Opinion
2012-06-28
Michael A. Cardozo, Corporation Counsel, New York (Fay Ng of counsel), for appellant. Pollack, Pollack, Isaac & DeCicco, New York (Brian J. Isaac of counsel), for respondent.
Michael A. Cardozo, Corporation Counsel, New York (Fay Ng of counsel), for appellant. Pollack, Pollack, Isaac & DeCicco, New York (Brian J. Isaac of counsel), for respondent.
SAXE, J.P., FRIEDMAN, RENWICK, DeGRASSE, RICHTER, JJ.
Judgment, Supreme Court, Bronx County (Julia Rodriguez, J.), entered April 13, 2011, after a jury trial, in plaintiff's favor, unanimously modified, on the facts, without costs, to vacate the awards for past and future pain and suffering and to direct a new trial on those issues, unless plaintiff stipulates, within 30 days of service of a copy of this order with notice of entry, to a reduction of the award for past pain and suffering from $250,000 to $100,000 and future pain and suffering from $500,000 to $150,000 and to entry of an amended judgment in accordance therewith, and otherwise affirmed, without costs. Appeal from order, same court and Justice, entered December 21, 2010, which denied defendants' post-trial motion, unanimously dismissed, without costs, as subsumed in the appeal from the judgment.

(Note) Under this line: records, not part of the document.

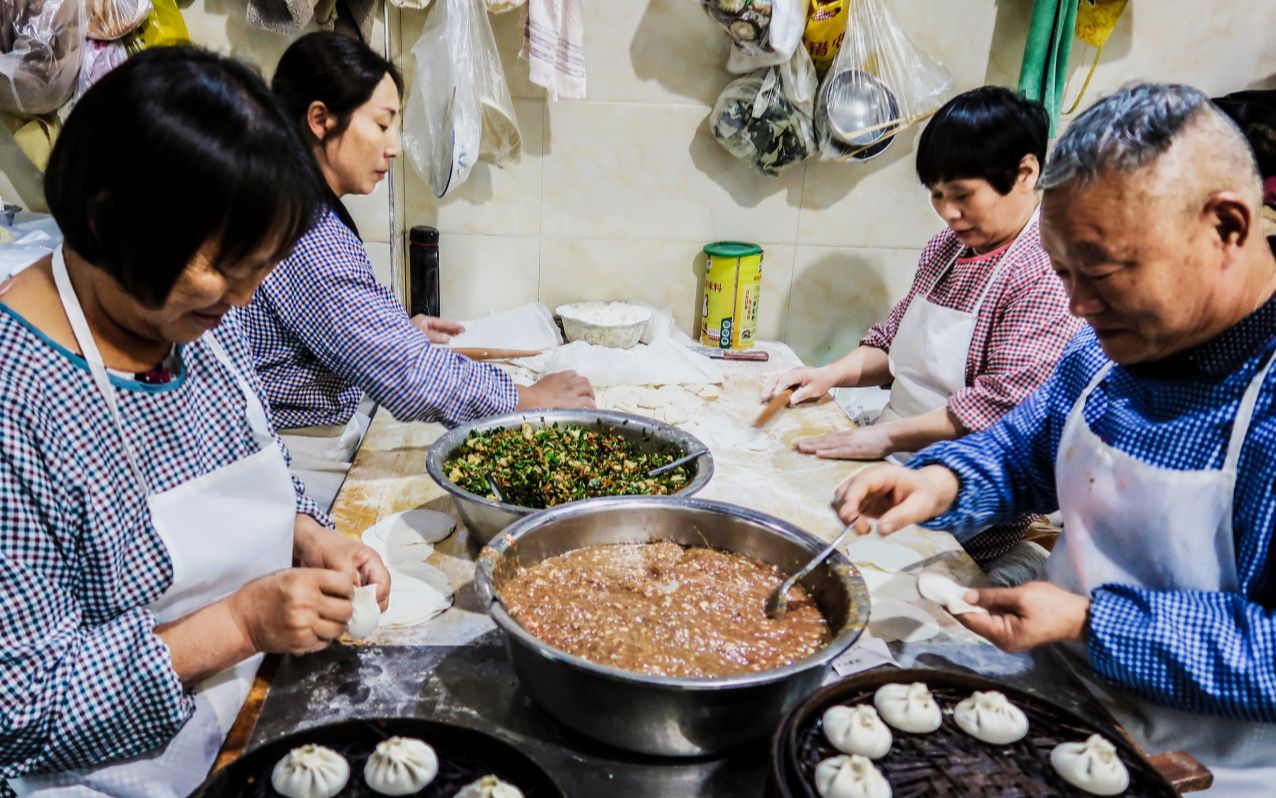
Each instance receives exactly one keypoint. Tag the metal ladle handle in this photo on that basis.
(778, 602)
(680, 461)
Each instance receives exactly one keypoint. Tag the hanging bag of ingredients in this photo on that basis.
(459, 107)
(112, 19)
(442, 121)
(764, 118)
(763, 32)
(41, 47)
(878, 86)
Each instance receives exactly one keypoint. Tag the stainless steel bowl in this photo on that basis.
(485, 517)
(664, 715)
(858, 102)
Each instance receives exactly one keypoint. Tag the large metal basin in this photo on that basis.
(662, 715)
(485, 517)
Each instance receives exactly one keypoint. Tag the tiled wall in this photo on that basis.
(615, 195)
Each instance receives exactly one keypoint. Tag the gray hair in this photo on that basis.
(1128, 130)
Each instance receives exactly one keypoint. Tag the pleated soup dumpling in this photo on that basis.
(856, 729)
(909, 707)
(850, 776)
(1091, 766)
(489, 787)
(401, 766)
(989, 716)
(310, 771)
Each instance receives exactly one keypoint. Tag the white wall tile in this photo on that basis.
(665, 51)
(645, 171)
(667, 275)
(379, 253)
(486, 273)
(874, 203)
(493, 201)
(838, 293)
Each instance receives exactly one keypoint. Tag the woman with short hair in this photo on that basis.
(152, 544)
(985, 319)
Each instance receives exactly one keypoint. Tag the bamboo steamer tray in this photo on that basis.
(948, 761)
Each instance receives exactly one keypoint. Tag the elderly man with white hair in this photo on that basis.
(1155, 438)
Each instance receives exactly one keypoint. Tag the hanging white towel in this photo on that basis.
(554, 46)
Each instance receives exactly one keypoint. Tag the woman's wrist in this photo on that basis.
(304, 539)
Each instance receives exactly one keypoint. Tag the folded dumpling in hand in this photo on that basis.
(401, 766)
(989, 716)
(850, 776)
(909, 707)
(1092, 766)
(310, 771)
(856, 729)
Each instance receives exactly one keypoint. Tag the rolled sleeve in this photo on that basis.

The issue of proximate cause was correctly submitted to the jury ( see Hecker v. New York City Hous. Auth., 245 A.D.2d 131, 665 N.Y.S.2d 660 [1997] ). The jury's resolution of any credibility issue raised by plaintiff's inconsistent explanations for his fall is entitled to deference ( see Haiyan Lu v. Spinelli, 44 A.D.3d 546, 844 N.Y.S.2d 228 [2007],lv. denied10 N.Y.3d 716, 862 N.Y.S.2d 468, 892 N.E.2d 862 [2008] ).
The issue of prior written notice of the defective condition of the sidewalk, pursuant to Administrative Code of City of N.Y. § 7–201(c)(2), was also correctly submitted to the jury ( see Patterson v. City of New York, 1 A.D.3d 139, 767 N.Y.S.2d 14 [2003];Vasquez v. City of New York, 298 A.D.2d 187, 748 N.Y.S.2d 140 [2002] ).
We see no basis for disturbing the jury's finding that plaintiff was not negligent.
We note that the City not only failed to offer expert testimony as to damages or to contradict plaintiff's evidence as to damages, but also conceded the severity of plaintiff's injuries and invited the jurors to feel his pain, an invitation they apparently accepted. Nonetheless, we find that the award for past and future pain and suffering deviates materially from reasonable compensation to the extent indicated ( seeCPLR 5501[c]; compare Rivera v. New York City Tr. Auth., 92 A.D.3d 516, 938 N.Y.S.2d 535 [2012];Alicea v. City of New York, 85 A.D.3d 585, 927 N.Y.S.2d 321 [2011];Hopkins v. New York City Tr. Auth., 82 A.D.3d 446, 917 N.Y.S.2d 866 [2011];Ruiz v. New York City Tr. Auth., 44 A.D.3d 331, 843 N.Y.S.2d 40 [2007] ).